The paintings in the exhibition, “Interiors and Landscapes” include renderings of boxes in an artist’s studio, a cat on an unmade bed, a kitchen covered with floral patterning, a junk-filled basement, and a back patio covered with hanging plants. These personal and intimate interior spaces are interspersed with similarly quirky landscapes— Las Vegas, an Austrian golf course, a Japanese garden and a cabin in the snow. In each work, Wood creates a layered composition in which three-dimensional (physical) space is creatively transcribed onto the two-dimensional picture plane. It is these uncanny transformations that are unique to Wood’s aesthetic. The perspective is off. Though he carefully collapses and re-organizes numerous planes and angles to simulate a realistic representation, the paintings are in actuality abstractions— patterned and illustrative renderings that flatten space.

Jonas Wood. Interiors and Landscapes. Photo Courtesy of David Kordansky Gallery.

In “Vegas,” (all works 2017) the composition is equally divided. The top half features a cloud-filled sky. The bottom shows a cityscape with an impossible vanishing point. Extending up from the center line is an imposing black triangular shape representing the Luxor Hotel as well as a few smaller rectangles that sign for hotels or office buildings. The scene appears to be painted from a bird’s eye view at a time of day when the color has been drained from the scene. Wood reduces the intensity of color and lushness associated with Las Vegas into a minimal palette of blues and grays. It is as if a color photograph of the city was desaturated, becoming a black and white image that was then abstracted and selectively colorized. The detached nature of “Vegas” stands in opposition to Wood’s portrayal of domestic spaces. In “Helen’s Room” he lovingly paints a smiling cat curled up on a black blanket at the foot of an unmade bed in an art-filled room. As in “Vegas,” the tones are muted and minimal except for a fragment of a yellow, orange and green Matisse-like painting hung on the bedroom wall. The room represents an isolated moment from Wood’s past (a rotary phone on the dresser dates the image) that evokes personal memories with universal appeal. This is also true for the painting “Basement on Pigeon Hill.” Here Wood presents a junk-filled basement. The framing of the painting includes so much information that it looks like it was captured by a wide angle lens. The tightly cropped composition includes a ceiling, wall and floor layered with objects that in reality should recede from foreground to background yet are drawn at the same scale, creating a skewed and impossible perspective. Though abstracted, this basement is presented as a familiar and recognizable space.

Wood thrives on depicting densely packed places. In “Jungle Kitchen,” he covers the green toned walls, cabinets, ceiling and trim with drawings of plants and flowers. Outside the window are ‘real’ plants and in Wood’s recreation, there is unsurprisingly little difference between the ‘real’ and its representation as Wood flattens the space conflating the inside and out by painting both in the same illustrative style. 

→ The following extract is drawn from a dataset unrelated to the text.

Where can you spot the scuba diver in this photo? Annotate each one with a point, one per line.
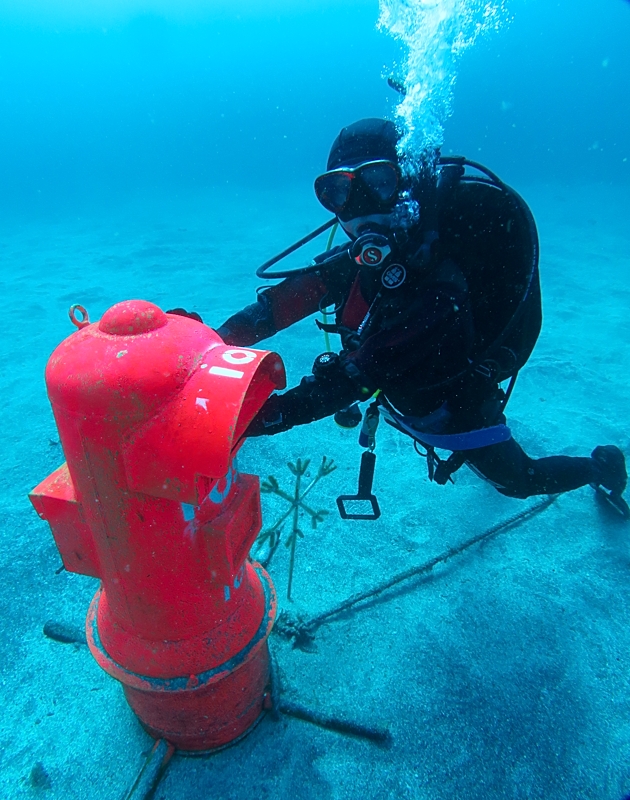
(437, 302)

There is a lot to look at in these paintings. The works are large— in many ways human scale, so that is it easy to imagine stepping into a painting and becoming part of it. This is reinforced by the familiarity of the interior spaces.

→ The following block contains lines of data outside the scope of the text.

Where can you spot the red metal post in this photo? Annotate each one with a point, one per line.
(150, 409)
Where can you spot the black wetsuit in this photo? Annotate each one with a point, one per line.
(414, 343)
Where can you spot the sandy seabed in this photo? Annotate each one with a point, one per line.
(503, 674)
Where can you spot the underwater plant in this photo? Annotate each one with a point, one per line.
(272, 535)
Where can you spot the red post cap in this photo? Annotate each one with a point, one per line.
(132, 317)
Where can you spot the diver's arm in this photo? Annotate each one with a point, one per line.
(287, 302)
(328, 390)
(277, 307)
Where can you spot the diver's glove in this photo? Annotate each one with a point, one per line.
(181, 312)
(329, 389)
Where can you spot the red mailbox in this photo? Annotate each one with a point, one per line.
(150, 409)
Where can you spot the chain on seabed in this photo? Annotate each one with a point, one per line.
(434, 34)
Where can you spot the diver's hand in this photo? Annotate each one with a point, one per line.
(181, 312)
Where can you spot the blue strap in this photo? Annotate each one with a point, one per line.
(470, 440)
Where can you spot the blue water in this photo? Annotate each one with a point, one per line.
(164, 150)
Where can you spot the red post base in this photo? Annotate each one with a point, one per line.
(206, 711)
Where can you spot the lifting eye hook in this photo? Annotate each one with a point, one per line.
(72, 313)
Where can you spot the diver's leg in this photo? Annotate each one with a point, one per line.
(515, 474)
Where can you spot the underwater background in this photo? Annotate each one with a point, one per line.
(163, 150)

The exterior paintings on the other hand are painted from a more distant point of view yet are still densely patterned as each tree, leaf, patch of grass or brick in a wall is represented as an area of flat color. Wood has developed his own quirky yet appealing style of figurative abstraction and succeeds at creating believable representations; some drawn from books and magazines, but most based on personal photographs, memories and acute observation.